Companies with considerable time series data use cases, Kudalugodaarachchi said, may benefit from using a data store that specializes in time series data, since it will take into account the challenges described previously, such as performing those time-slice aggregations in the database itself (instead of the application layer) to deliver near-real-time response rates.
This means developers build quickly and see results faster — without spending countless hours on database administration or other operational headaches outside of their wheelhouse.
This is essentially what InfluxData built with InfluxDB, a developer-oriented platform for building and scaling time series applications that streamlines the common challenges teams face in terms of ingestion, real-time analytics, storage, and more.
For any company with significant time series data use cases, Nelson stressed the need for a time series solution that “meets developers where they are.”
At InfluxData, she said, “we focus on all the different ways to help a developer get their data into the time series database, and manage it within the database. The developer typically has a need to store a lot of time-series data, to use it as part of their application. They want to be able to analyze and be able to act on it. They don’t want to spend all their energy just trying to figure out how to get their data in the right format, store it efficiently, and manage it over time.”

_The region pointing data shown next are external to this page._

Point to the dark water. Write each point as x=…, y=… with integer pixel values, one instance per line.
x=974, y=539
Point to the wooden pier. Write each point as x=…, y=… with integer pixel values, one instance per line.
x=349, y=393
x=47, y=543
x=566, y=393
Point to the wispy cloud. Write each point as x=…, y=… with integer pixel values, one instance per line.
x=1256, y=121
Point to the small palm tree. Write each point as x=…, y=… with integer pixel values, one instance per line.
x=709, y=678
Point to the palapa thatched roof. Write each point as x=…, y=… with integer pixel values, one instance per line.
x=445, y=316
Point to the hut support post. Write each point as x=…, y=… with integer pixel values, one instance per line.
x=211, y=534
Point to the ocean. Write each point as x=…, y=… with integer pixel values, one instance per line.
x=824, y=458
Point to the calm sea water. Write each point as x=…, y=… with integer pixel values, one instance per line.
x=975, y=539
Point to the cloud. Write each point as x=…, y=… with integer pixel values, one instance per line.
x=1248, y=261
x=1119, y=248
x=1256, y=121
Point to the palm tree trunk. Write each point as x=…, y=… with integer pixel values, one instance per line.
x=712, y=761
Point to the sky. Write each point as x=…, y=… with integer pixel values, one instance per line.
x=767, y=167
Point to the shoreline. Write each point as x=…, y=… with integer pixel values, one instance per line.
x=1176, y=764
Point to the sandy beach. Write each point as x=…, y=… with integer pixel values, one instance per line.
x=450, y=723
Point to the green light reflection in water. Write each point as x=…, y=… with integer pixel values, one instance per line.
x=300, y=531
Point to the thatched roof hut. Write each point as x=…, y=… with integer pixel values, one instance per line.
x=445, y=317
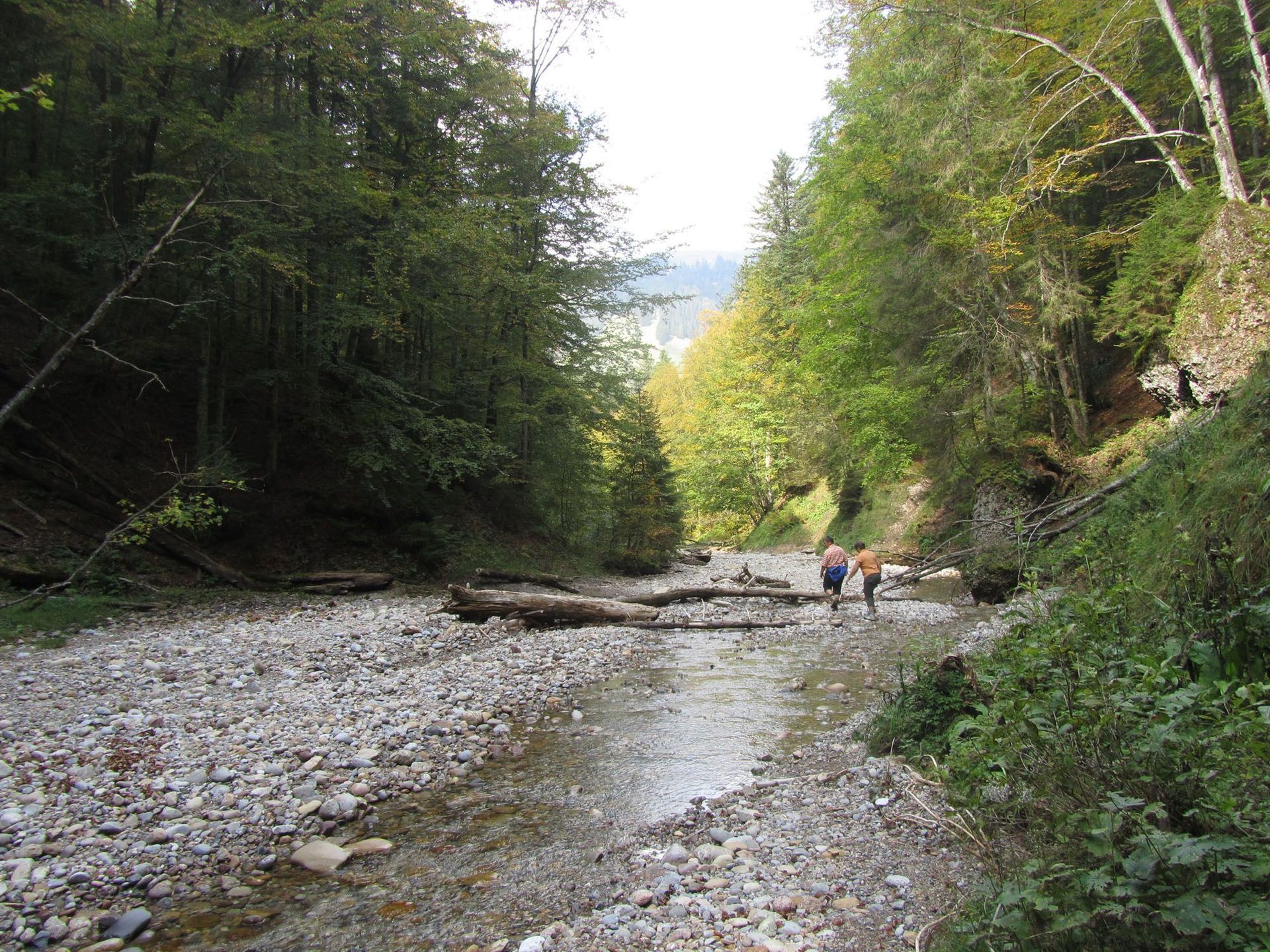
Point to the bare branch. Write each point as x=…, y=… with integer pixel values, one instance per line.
x=60, y=356
x=1119, y=92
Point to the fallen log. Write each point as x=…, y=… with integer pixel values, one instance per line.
x=536, y=608
x=545, y=579
x=710, y=625
x=341, y=583
x=665, y=598
x=748, y=578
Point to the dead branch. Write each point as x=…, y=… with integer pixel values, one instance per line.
x=130, y=280
x=665, y=598
x=723, y=625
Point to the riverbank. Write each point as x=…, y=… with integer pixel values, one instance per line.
x=165, y=760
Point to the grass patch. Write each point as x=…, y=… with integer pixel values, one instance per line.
x=55, y=619
x=917, y=717
x=1123, y=748
x=882, y=508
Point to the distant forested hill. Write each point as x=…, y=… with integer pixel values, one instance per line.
x=706, y=281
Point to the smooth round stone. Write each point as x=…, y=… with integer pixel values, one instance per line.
x=372, y=844
x=320, y=856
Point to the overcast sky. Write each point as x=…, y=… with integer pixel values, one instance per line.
x=698, y=98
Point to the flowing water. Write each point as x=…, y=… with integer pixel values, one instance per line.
x=519, y=844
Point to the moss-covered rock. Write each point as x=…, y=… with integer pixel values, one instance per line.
x=1222, y=323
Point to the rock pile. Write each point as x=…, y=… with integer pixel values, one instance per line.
x=167, y=758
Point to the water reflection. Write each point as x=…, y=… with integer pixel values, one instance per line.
x=480, y=862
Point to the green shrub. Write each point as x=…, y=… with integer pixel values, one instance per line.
x=917, y=717
x=1136, y=777
x=1124, y=748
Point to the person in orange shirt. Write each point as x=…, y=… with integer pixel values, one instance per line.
x=833, y=571
x=870, y=573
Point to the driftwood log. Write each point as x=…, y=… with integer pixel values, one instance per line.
x=710, y=625
x=748, y=578
x=536, y=608
x=341, y=583
x=665, y=598
x=545, y=579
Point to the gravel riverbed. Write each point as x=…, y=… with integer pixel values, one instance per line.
x=182, y=756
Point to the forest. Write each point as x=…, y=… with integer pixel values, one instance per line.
x=341, y=270
x=292, y=285
x=1013, y=211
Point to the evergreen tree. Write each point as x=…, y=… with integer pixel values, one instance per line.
x=647, y=517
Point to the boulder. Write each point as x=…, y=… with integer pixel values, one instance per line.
x=320, y=856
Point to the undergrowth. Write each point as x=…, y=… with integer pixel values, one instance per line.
x=1123, y=740
x=54, y=619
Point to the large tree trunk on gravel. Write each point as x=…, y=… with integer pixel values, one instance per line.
x=536, y=608
x=545, y=579
x=665, y=598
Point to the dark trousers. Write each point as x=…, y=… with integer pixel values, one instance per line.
x=870, y=584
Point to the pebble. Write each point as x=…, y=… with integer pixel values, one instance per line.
x=320, y=856
x=234, y=758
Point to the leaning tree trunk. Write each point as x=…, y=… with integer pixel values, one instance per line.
x=1212, y=103
x=1260, y=69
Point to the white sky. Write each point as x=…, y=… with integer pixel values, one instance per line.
x=698, y=98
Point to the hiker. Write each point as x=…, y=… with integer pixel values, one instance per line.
x=870, y=571
x=833, y=571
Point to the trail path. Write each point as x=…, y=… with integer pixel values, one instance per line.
x=171, y=766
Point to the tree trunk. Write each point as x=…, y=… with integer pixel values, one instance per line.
x=1212, y=103
x=665, y=598
x=118, y=291
x=1260, y=70
x=536, y=608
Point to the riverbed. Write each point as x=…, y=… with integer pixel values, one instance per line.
x=579, y=744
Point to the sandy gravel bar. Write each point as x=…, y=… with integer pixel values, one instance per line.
x=169, y=757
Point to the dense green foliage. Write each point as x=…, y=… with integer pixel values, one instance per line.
x=647, y=521
x=1123, y=746
x=1000, y=211
x=396, y=285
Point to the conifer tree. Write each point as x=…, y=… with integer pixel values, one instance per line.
x=647, y=517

Significant attention has been given to how data is ingested and how developers query it. Users of InfluxData’s solution can use either SQL, InfluxQL (the Influx query language), or Flux, which enables users to not only query the data but act on it.
Data query results are presented in a user-friendly fashion. For instance, Nelson said, the web UI “enables you to just basically point and click, select your measurements, select your time range, and we will show you the results in any one of a variety of different graphical formats.”
The company also maintains an open source project, Telegraf, an agent that sits at the edge. It has more than 300 different plugins that can fit to the protocols for pulling data from edge devices. Then, Nelson said, it can write “to wherever the time series destination would be, with transformation, batching and retry logic, all in that agent.” This makes for a much more resilient data pipeline.
InfluxData is also designed to help developers manage their data over time. Time series data can fill up disk space with old data if you don’t keep an eye on it.
“When you first define a bucket, which is the term we use for the database that is storing this data, you define a retention policy,” Nelson said. “You can say, ‘Hey, data in this bucket, I want to keep it for six months.’ And then we take care of auto-purging it over time, so you don’t run into the situation where your disks are filling.”
She summarized, “We make it very easy for you to do a combination of retention policy enforcement and downsampling. So that you can basically have all of this data flowing in on an ongoing basis, and not risk that, at some point, you’re suddenly going to find that you have a lot of ancient data that you have to clean up and deal with. We take care of that for you.”
The InfluxData approach, Nelson said, comes from looking “holistically at the day in the life of the developer who is trying to build an application that has time series data. … we’ve looked at well, what are all the things they’re likely to need to do? And how do we make that easier for them?
“We don’t want to say to the developer that they need to make all these changes to match our world. No. We will develop capabilities to match your world.”